This investigates whether two techniques would be applicable on ARM:
- Using NOP padding instructions as free space to add tracepoint handlers
- Using relative branch instructions for single-instruction tracepoints, which have a maximum range of 32 MB, to jump outside of the text segment space
- Python 3
- Pip packages:
Place binaries to analyse in the binaries
directory, with subdirectories named for each architecture. For example:
binaries
├── coreutils
│ ├── amd64
│ │ └── <binaries>
│ ├── arm64
│ │ └── <binaries>
│ └── armhf
│ └── <binaries>
├── firefox
│ ├── amd64
│ │ └── <binaries>
│ ├── arm64
│ │ └── <binaries>
│ └── armhf
│ └── <binaries>
└── firefox_libs
├── amd64
│ └── <binaries>
├── arm64
│ └── <binaries>
└── armhf
└── <binaries>
./main.py
size -B **/arm64/* > arm64-sizes.txt
size -B **/armhf/* > armhf-sizes.txt
The analyzed binaries are the release builds of binaries from the GNU Coreutils, Firefox, and cross-arch Firefox shared objects. These were extracted from the Ubuntu 18.04 .deb
packages meant for the ARMv7 (armhf), ARMv8 (arm64), and x86 (amd64) architectures.

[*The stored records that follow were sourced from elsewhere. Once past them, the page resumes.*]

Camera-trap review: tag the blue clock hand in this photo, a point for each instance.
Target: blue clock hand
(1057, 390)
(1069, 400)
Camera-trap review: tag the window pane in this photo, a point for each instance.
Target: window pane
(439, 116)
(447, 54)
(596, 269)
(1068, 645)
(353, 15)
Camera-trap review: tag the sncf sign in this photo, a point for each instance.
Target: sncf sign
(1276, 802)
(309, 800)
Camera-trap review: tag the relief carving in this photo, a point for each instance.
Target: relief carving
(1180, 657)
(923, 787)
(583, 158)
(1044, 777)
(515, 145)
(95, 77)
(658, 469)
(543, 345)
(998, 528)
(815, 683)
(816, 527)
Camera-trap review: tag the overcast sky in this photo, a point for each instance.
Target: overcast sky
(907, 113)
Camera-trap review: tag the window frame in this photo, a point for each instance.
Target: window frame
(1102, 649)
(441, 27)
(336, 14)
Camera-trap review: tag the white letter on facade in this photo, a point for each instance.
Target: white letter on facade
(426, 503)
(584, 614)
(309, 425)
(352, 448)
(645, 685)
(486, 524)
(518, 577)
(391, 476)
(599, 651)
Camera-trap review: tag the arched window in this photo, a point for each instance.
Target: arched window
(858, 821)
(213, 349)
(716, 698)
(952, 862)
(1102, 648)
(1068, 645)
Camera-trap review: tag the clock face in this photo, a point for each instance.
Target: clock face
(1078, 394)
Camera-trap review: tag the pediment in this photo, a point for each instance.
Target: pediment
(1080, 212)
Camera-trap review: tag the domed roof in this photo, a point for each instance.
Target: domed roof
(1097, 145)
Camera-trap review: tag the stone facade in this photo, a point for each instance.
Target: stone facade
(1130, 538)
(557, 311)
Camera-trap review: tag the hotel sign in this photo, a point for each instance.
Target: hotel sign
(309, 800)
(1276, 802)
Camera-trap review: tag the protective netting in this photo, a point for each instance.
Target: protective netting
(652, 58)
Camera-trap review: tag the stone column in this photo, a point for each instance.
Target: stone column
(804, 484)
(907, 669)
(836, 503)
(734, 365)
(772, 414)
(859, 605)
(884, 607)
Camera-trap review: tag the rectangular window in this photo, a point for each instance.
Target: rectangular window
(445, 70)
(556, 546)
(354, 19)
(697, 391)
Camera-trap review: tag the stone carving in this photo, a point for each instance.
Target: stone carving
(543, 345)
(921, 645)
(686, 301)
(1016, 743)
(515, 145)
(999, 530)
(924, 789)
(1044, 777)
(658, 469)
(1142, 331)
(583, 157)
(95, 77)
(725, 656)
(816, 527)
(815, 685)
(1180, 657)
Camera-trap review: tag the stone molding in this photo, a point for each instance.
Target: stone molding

The Capstone library was then used to disassemble each binary, count the total number of non-data instructions and calculate the percentage of NOP instructions. Even though data sections of the ELF were avoided by Capstone, it is possible that certain non-text segments may have been included in the analysis. This may sometimes appear as add
instructions on ARM, for instance, which reduces the percentage of NOP instructions. However, the raw number of NOP instructions remains much lower on ARMv8 (and is near 0 for ARMv7) when compared to x86.
NOP instructions are much less common in ARMv7 (armhf) and ARMv8 (arm64) binaries when compared to their x86 (amd64) counterparts. The figure below shows the average percentage of NOP instructions for binaries of each architecture.
The exact number of NOP instructions for each binary can be found in the nop-analysis-output.txt
file.
Since the frequency of NOP instructions is much smaller on ARM than on x86, techniques based on the use of NOP instructions to add tracepoint handlers (such as Anas Balboul's NOProbe) seem ill-suited for ARM.
Some of the researched instrumentation techniques for ARM tracepoints involve using a relative branch to jump to a probe handler. However, relative branch instructions on ARM have a maximum range of 32 MB. If the tracepoint handling trampoline is located in free space outside of the text segment, this means a technique using relative branching would fail for text segments of sizes 64 MB or greater. This is because the trampoline could in theory be just before or after the text segment, and as thus a tracepoint in the middle of the text segment could jump 32 MB lower or higher in the address space, for a maximum text segment size of 2 * 32 MB = 64 MB.
To investigate if this limitation would be an issue in practice, the text segment sizes of different binaries were also analyzed. This was done by querying the ELF information using the size -B
command. The results of ARMv8 and ARMv7 text sizes can be found in the arm64-sizes.txt
and armhf-sizes.txt
files, respectively. The text segment size (in bytes) is always smaller than 32 MB for the analyzed binaries. However, using the same command on very large programs such as Chromium can yield text segment sizes in excess of 64 MB.
This means that the relative branch technique can indeed work in a number of cases provided the binary sizes are reasonable. For very large monolithic binaries, however, the technique may not be suitable.